An Easy-to-Use Nomogram Based on SII and SIRI to Predict in-Hospital Mortality Risk in Elderly Patients with Acute Myocardial Infarction

Affiliations

An Easy-to-Use Nomogram Based on SII and SIRI to Predict in-Hospital Mortality Risk in Elderly Patients with Acute Myocardial Infarction

Yan Chen et al. J Inflamm Res. .

Abstract

Aim: Inflammatory response is closely associated with poor prognosis in elderly patients with acute myocardial infarction (AMI). The aim of this study was to develop an easy-to-use predictive model based on medical history data at admission, systemic immune inflammatory index (SII), and systemic inflammatory response index (SIRI) to predict the risk of in-hospital mortality in elderly patients with AMI.

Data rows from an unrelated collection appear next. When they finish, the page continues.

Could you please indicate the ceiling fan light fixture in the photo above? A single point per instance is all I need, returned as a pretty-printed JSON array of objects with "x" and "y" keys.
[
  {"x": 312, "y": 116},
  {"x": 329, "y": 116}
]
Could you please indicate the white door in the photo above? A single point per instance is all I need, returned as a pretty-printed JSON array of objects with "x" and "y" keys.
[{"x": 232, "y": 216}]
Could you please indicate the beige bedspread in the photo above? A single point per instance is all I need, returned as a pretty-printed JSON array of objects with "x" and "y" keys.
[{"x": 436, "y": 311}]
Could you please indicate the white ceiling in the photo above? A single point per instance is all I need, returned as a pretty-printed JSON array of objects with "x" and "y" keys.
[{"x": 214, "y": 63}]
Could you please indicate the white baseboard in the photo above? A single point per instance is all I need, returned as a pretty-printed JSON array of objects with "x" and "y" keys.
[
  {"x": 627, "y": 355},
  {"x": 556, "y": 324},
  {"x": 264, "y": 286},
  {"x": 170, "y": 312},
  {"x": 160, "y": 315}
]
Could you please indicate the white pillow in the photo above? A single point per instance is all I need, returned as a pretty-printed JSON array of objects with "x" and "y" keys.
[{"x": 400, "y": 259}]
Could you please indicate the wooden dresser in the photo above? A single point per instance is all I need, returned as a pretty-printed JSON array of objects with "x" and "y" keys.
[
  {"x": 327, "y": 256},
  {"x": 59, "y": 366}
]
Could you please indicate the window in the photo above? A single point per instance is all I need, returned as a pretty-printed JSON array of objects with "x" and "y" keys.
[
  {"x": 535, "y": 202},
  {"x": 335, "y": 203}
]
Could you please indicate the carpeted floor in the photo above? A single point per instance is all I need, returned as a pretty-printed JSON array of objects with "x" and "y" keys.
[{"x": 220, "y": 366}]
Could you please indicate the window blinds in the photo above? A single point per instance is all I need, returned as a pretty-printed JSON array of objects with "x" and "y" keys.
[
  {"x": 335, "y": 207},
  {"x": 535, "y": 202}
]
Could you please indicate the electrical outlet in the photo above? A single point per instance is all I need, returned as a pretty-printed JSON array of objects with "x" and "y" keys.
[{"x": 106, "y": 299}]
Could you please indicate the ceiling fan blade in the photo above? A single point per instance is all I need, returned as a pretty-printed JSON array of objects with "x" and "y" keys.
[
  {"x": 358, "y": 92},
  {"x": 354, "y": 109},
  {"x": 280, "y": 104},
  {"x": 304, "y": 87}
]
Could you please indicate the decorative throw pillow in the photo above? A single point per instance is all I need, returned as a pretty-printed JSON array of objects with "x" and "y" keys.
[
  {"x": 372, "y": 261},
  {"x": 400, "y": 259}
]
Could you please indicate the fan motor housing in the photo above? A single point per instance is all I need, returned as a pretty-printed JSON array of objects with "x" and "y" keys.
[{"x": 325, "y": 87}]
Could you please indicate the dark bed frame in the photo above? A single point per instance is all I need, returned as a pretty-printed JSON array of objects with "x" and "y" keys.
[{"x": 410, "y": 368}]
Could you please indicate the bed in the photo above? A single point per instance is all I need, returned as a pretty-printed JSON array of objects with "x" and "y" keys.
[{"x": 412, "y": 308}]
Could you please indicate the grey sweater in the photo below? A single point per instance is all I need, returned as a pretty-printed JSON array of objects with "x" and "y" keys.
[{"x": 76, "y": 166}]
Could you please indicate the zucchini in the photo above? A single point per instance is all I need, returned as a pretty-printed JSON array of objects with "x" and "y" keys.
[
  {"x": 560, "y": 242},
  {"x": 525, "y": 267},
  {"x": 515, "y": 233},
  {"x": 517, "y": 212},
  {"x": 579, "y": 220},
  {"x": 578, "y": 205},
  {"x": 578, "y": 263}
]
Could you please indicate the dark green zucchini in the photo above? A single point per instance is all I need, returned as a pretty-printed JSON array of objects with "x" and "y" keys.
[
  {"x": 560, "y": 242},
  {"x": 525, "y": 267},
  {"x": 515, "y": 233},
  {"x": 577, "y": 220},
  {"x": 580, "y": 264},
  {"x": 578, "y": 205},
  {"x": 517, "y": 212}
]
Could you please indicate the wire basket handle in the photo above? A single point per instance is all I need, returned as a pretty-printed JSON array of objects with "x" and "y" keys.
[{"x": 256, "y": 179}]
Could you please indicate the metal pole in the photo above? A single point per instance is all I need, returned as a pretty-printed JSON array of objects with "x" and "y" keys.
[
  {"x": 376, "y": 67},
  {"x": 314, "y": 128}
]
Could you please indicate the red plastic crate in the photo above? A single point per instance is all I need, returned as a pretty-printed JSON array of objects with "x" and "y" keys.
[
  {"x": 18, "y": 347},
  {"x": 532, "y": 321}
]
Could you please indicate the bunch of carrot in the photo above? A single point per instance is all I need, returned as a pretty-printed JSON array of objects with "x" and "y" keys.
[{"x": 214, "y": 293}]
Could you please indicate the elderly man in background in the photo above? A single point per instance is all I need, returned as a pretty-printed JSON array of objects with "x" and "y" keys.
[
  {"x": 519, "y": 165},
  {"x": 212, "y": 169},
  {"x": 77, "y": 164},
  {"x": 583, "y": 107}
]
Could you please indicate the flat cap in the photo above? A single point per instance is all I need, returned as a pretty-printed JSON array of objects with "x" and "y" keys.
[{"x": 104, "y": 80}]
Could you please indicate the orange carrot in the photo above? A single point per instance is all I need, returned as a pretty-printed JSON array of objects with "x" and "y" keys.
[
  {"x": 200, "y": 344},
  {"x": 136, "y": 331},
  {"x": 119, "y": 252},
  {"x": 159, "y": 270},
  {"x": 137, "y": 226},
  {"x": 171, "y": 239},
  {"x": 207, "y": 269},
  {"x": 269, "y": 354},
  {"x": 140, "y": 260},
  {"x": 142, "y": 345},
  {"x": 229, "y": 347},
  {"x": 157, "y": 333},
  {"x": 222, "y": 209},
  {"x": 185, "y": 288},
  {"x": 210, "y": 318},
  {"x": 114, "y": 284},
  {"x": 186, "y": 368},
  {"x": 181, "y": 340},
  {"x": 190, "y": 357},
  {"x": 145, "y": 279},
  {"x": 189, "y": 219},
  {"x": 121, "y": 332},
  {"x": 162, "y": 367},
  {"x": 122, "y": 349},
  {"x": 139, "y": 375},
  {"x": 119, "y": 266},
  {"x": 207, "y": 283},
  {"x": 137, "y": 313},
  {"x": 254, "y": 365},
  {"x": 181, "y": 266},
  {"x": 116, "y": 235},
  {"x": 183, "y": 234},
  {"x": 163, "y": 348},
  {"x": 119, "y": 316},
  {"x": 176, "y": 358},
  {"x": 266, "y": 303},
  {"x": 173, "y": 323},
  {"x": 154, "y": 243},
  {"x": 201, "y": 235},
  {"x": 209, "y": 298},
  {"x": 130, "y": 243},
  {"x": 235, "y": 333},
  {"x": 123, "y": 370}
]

Methods: We enrolled 1550 elderly AMI patients (aged ≥60 years) with complete medical history data and randomized them 5:5 to the training and validation cohorts. Univariate and multivariate logistic regression analyses were used to screen risk factors associated with outcome events (in-hospital death) and to establish a nomogram. The discrimination, calibration, and clinical application value of nomogram were evaluated based on receiver operating characteristic (ROC) curve, calibration curve, and decision curve analysis (DCA), respectively.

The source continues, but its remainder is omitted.